Through life he fought battles where the human spirit guided him to. Maybe it was for something he wanted. To a place he would not reach.  Maybe he had to give up on something. A dream? a wish? laughter?…. Love?…..

He would dream of her. Her scent, her voice, her eyes and her smile. She was close but still so far away. The touch of her skin so soft as a feather. Then he would chuckle to himself and say what a crazy way to be.

He left to travel… Searching for the human beings. Stopping every so often to take a knee- to catch his breath- to breathe in the aroma of memories that were fading little by little each day. Talking to himself because there was no one else to talk to. But he heard it all before… in his mind… it made time pass from days into years.

He looked into the mirror one day and noticed that the sheen of his black hair was fading away and was being replaced by white. No matter how many he plucked more would come back. It will make the time pass more quickly he thought and then he can go see his Isaugh and Kunshi and to the world where it made sense once again.

He witnessed families falling apart during times of family loss and saw it with his dad uncles and aunties. All sad, All hurt, All in need of touching love but feeling none. They retreated back to the worlds they knew and were familiar with. It didn’t hurt that much then.

They could use those damn survival skills the white men were teaching them and turning into a nice profit margin for themselves.
There were no rules in that world. Only the one with the most marbles at the end of the day was declared the winner……… To be repeated the next day with the rising sun.
Days became weeks that became months that became….. etc,… etc…. etc….. ( you know the story)

Now Itaugh (dad) was starting his journey to follow Isaugh.

Years before, he sat down with Wakinyan Duuta, and he told him with straight words about what he has to do when it is his turn to pass.

When Isaugh and Kunshi left they left a big hole for us to try and fill. I am afraid I didn’t do as well as I should have and don’t want you to make the same mistakes I did.

You have always been the oldest and you were taught well. I didn’t see that for many years because I thought you should have been what I wanted you to be.

I didn’t want you to join the military because I wanted you to work the ranch and animals. It made me mad at you and I wanted to hit you like I did to those little kids in residential school. Still you stood your ground and made me realize that I was your father and had to wish you well and let you find your place in the world.

When it is my turn to pass: you have to make sure that you do not shed a tear in front of anyone.

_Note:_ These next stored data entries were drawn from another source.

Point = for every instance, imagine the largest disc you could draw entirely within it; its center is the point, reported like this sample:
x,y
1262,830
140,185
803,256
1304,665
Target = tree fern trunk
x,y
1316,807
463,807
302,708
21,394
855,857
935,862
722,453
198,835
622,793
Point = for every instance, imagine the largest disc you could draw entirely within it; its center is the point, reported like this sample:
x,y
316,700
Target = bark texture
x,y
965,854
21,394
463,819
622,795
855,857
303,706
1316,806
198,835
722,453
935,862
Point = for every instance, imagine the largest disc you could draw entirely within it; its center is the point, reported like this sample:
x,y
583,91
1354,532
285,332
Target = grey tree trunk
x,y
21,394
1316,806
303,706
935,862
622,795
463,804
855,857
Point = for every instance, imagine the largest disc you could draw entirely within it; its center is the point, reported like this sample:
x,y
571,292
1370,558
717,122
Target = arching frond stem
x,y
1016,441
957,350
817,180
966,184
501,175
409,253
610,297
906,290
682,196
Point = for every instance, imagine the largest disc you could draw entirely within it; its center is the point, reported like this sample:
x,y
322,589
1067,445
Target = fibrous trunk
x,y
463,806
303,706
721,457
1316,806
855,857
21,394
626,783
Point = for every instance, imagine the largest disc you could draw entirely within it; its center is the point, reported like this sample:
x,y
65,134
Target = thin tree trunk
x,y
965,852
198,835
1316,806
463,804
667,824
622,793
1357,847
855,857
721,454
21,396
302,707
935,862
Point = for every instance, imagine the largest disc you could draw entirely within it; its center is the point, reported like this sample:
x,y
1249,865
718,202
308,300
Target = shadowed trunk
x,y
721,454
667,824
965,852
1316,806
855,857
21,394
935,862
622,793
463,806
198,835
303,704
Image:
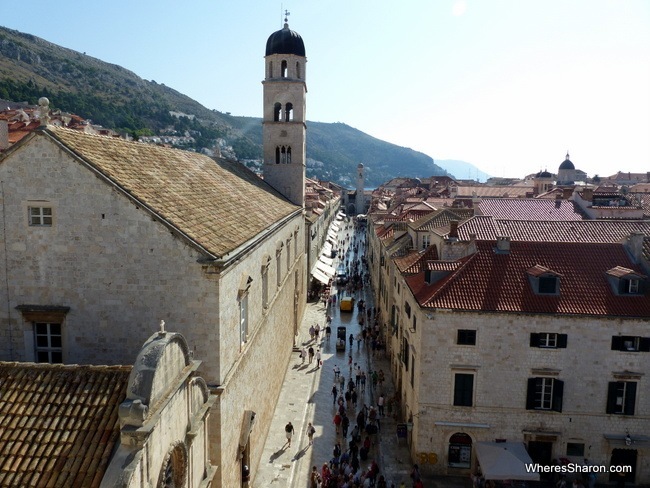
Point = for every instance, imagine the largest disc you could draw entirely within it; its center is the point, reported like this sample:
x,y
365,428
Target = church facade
x,y
105,237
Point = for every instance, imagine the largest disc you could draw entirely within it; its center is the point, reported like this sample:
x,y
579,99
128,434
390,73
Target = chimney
x,y
635,245
4,134
453,229
503,245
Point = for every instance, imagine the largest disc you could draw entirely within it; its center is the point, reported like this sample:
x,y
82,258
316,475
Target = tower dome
x,y
285,41
567,164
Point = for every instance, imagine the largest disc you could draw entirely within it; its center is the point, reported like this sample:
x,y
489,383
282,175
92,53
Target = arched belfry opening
x,y
284,123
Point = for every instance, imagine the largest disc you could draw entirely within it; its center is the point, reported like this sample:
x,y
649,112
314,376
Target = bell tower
x,y
360,202
284,123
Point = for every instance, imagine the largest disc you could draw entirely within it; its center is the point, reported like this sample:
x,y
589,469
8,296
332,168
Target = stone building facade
x,y
103,238
482,350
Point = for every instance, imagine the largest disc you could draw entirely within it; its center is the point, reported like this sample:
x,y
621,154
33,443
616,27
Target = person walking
x,y
380,404
310,433
288,430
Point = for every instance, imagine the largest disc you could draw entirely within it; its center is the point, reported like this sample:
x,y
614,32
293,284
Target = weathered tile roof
x,y
495,282
530,209
485,227
218,204
441,218
58,423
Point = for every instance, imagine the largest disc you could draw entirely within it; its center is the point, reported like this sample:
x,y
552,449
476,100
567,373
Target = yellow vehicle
x,y
347,304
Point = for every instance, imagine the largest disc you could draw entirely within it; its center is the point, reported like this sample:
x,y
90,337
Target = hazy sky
x,y
507,85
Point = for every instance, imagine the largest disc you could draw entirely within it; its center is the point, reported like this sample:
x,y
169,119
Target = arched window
x,y
265,281
278,264
277,110
288,112
460,451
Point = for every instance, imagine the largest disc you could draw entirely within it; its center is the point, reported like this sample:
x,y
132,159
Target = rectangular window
x,y
243,318
426,241
466,337
631,343
544,394
621,397
40,216
575,449
463,389
547,284
405,353
548,340
49,342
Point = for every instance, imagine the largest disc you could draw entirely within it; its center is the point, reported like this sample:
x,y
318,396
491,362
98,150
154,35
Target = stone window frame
x,y
44,314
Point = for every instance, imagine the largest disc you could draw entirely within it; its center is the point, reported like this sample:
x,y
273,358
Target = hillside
x,y
117,98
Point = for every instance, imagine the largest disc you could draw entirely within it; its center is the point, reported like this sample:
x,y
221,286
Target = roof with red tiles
x,y
604,231
530,209
441,219
494,191
59,422
498,282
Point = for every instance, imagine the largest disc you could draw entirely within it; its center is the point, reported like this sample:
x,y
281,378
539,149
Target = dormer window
x,y
625,281
544,281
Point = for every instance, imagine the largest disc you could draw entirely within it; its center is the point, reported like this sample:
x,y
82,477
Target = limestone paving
x,y
306,397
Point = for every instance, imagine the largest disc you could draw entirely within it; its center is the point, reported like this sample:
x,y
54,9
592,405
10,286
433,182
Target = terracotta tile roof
x,y
491,282
441,219
530,209
605,231
59,423
218,204
429,255
494,191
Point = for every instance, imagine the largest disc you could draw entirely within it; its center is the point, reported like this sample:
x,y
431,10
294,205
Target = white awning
x,y
504,461
318,275
326,269
326,259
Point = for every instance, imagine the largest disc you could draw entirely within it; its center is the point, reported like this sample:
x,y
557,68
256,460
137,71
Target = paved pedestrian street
x,y
306,396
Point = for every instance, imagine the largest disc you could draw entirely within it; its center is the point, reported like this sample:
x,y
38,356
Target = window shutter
x,y
630,398
644,344
530,394
611,397
534,339
558,390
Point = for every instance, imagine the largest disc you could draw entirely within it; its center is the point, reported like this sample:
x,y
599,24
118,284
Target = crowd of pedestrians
x,y
358,402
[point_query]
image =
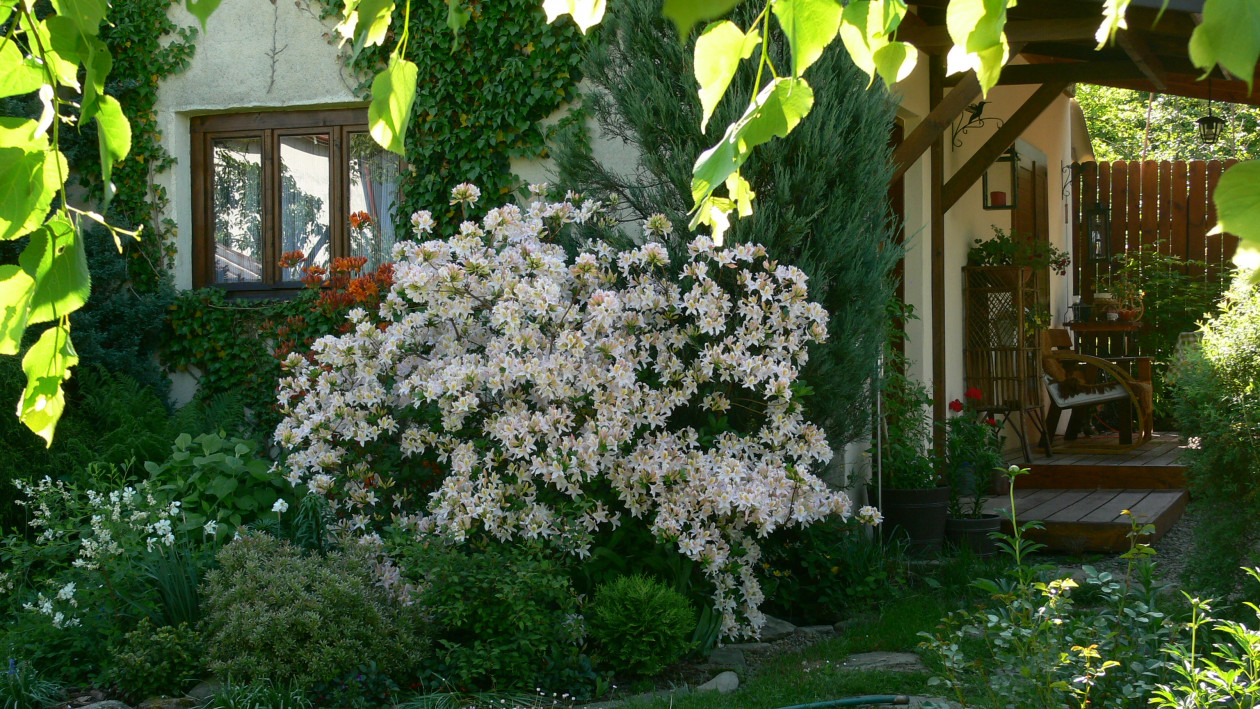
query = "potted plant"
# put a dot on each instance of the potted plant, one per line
(912, 500)
(973, 451)
(1018, 251)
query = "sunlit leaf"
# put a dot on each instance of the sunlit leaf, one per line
(810, 25)
(17, 286)
(979, 42)
(393, 91)
(18, 74)
(775, 112)
(1113, 20)
(687, 14)
(58, 263)
(47, 367)
(585, 13)
(718, 52)
(1230, 37)
(202, 9)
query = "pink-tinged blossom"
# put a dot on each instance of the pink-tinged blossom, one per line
(555, 394)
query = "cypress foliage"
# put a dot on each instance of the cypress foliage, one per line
(822, 193)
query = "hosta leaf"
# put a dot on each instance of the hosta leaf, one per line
(718, 52)
(775, 112)
(1230, 37)
(393, 91)
(17, 286)
(57, 260)
(979, 42)
(810, 25)
(47, 367)
(687, 13)
(585, 13)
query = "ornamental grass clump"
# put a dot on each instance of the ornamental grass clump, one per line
(276, 613)
(565, 397)
(639, 623)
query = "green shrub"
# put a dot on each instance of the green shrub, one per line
(639, 623)
(274, 612)
(505, 612)
(156, 661)
(1217, 404)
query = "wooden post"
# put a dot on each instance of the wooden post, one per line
(935, 92)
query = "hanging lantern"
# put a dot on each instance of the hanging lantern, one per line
(1002, 181)
(1098, 231)
(1210, 126)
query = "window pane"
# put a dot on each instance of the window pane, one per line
(373, 192)
(304, 194)
(237, 210)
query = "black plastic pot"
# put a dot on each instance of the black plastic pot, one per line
(973, 533)
(917, 516)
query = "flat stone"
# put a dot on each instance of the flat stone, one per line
(727, 656)
(775, 630)
(885, 661)
(725, 683)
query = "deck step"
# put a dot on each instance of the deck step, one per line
(1089, 519)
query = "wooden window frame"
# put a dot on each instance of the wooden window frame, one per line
(270, 126)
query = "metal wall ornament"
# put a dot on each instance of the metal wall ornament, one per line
(1098, 233)
(1001, 181)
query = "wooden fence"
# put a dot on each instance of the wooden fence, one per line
(1152, 203)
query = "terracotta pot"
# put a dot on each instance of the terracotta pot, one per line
(973, 533)
(917, 516)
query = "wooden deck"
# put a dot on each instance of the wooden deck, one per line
(1090, 520)
(1079, 496)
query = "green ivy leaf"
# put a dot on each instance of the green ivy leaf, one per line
(866, 30)
(393, 91)
(114, 137)
(17, 286)
(58, 263)
(1113, 22)
(1230, 37)
(585, 13)
(47, 367)
(810, 25)
(18, 74)
(775, 112)
(687, 14)
(718, 52)
(202, 9)
(979, 43)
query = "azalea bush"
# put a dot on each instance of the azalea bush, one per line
(562, 397)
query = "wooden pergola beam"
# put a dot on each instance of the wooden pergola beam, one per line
(1070, 72)
(998, 144)
(935, 38)
(1147, 62)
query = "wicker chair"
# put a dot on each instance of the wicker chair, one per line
(1079, 383)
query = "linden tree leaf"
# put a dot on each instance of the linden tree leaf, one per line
(202, 9)
(775, 112)
(47, 367)
(58, 263)
(17, 286)
(1113, 22)
(975, 27)
(18, 74)
(393, 91)
(1230, 37)
(718, 52)
(810, 25)
(585, 13)
(687, 13)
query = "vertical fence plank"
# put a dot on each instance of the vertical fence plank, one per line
(1196, 217)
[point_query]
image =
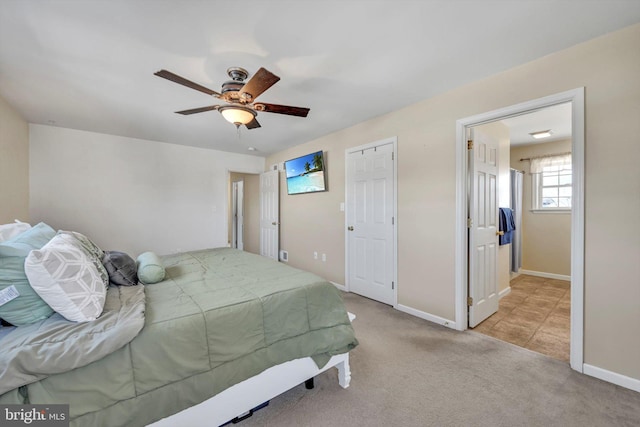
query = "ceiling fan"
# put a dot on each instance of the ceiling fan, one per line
(240, 96)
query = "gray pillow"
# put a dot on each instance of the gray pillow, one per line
(121, 268)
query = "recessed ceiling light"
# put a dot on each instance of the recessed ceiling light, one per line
(541, 134)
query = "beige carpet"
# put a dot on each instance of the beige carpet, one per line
(410, 372)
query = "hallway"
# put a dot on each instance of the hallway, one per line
(534, 315)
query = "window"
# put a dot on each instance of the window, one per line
(551, 182)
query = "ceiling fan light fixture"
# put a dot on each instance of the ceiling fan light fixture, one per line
(541, 134)
(237, 115)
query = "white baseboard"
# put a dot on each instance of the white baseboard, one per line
(503, 293)
(426, 316)
(546, 275)
(343, 288)
(612, 377)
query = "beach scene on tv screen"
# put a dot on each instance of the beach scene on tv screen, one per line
(305, 174)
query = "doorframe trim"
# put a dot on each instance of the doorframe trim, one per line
(576, 98)
(390, 140)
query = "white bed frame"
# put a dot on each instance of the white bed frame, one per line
(241, 398)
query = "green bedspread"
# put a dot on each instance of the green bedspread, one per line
(219, 317)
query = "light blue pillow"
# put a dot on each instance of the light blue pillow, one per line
(34, 238)
(150, 268)
(28, 307)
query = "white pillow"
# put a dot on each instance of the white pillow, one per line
(8, 231)
(64, 276)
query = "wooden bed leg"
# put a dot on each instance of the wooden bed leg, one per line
(344, 373)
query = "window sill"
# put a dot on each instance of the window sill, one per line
(552, 211)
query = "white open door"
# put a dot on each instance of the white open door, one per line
(370, 222)
(483, 230)
(238, 220)
(269, 214)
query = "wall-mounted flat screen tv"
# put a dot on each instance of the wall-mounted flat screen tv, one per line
(306, 174)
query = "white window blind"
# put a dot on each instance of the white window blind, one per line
(551, 179)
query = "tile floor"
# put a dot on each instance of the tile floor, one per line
(534, 315)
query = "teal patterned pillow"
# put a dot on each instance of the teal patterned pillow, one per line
(28, 307)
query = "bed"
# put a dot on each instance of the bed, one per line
(224, 332)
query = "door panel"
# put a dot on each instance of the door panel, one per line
(483, 237)
(370, 233)
(269, 214)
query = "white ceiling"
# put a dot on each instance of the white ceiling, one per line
(89, 64)
(557, 119)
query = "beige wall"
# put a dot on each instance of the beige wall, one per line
(130, 194)
(251, 228)
(608, 67)
(500, 132)
(14, 165)
(546, 237)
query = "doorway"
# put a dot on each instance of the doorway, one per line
(576, 100)
(243, 211)
(531, 283)
(370, 220)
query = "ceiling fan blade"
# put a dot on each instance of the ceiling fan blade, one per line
(282, 109)
(188, 83)
(261, 81)
(198, 110)
(253, 124)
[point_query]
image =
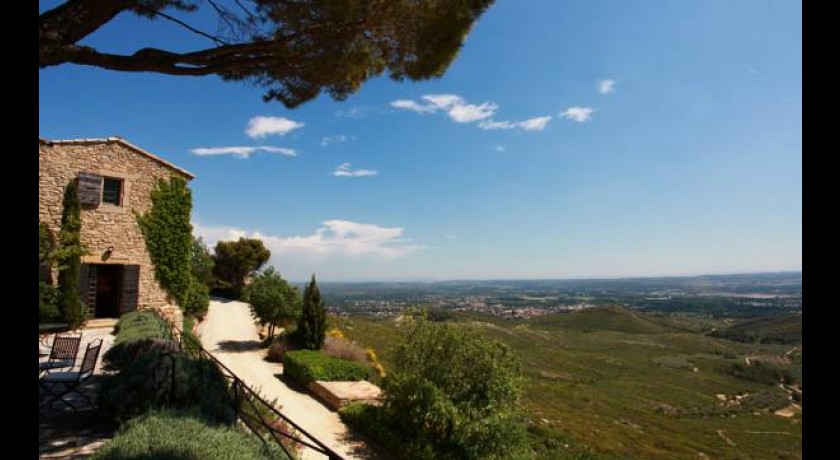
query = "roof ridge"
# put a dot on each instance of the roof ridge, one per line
(119, 140)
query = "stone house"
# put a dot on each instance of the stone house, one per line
(115, 180)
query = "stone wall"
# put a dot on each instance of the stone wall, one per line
(107, 225)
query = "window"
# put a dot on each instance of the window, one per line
(112, 191)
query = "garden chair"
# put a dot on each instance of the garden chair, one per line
(61, 384)
(62, 354)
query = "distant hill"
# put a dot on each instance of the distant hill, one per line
(602, 319)
(785, 329)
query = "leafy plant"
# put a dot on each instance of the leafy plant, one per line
(197, 300)
(138, 333)
(70, 303)
(173, 435)
(312, 325)
(236, 260)
(47, 303)
(306, 366)
(174, 380)
(168, 233)
(201, 262)
(273, 301)
(456, 392)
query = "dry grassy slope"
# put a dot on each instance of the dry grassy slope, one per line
(630, 384)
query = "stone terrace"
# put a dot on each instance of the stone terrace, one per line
(63, 434)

Your sisters and brothers will be watching you like a hawk. and your mom will be angry at my leaving. Carry on with all the planning we have talked about and don’t sway from that. Let the anger of everyone just wash over your back and carry on.

You are the fire-keeper and you will someday meet someone who will carry the fire for you next. So you cannot let the fire burn out. I know that now my son. I am proud of you.

You gave me my freedom to live without the continued shame of that terrible residential school and now I give you the freedom to see the world with the eyes of a human being.

He rode a fine sorrel horse. His Tahansi (cousin) and he sang songs all the way to the cemetery. They sang as loud as they could so Itaugh would feel welcome. The rest of the cowboys just whooped it up and fell in behind as their tribute to the man they all loved and respected.

And again he longed for those “before times” when everything was good in his own world but, he knew now, that times always change.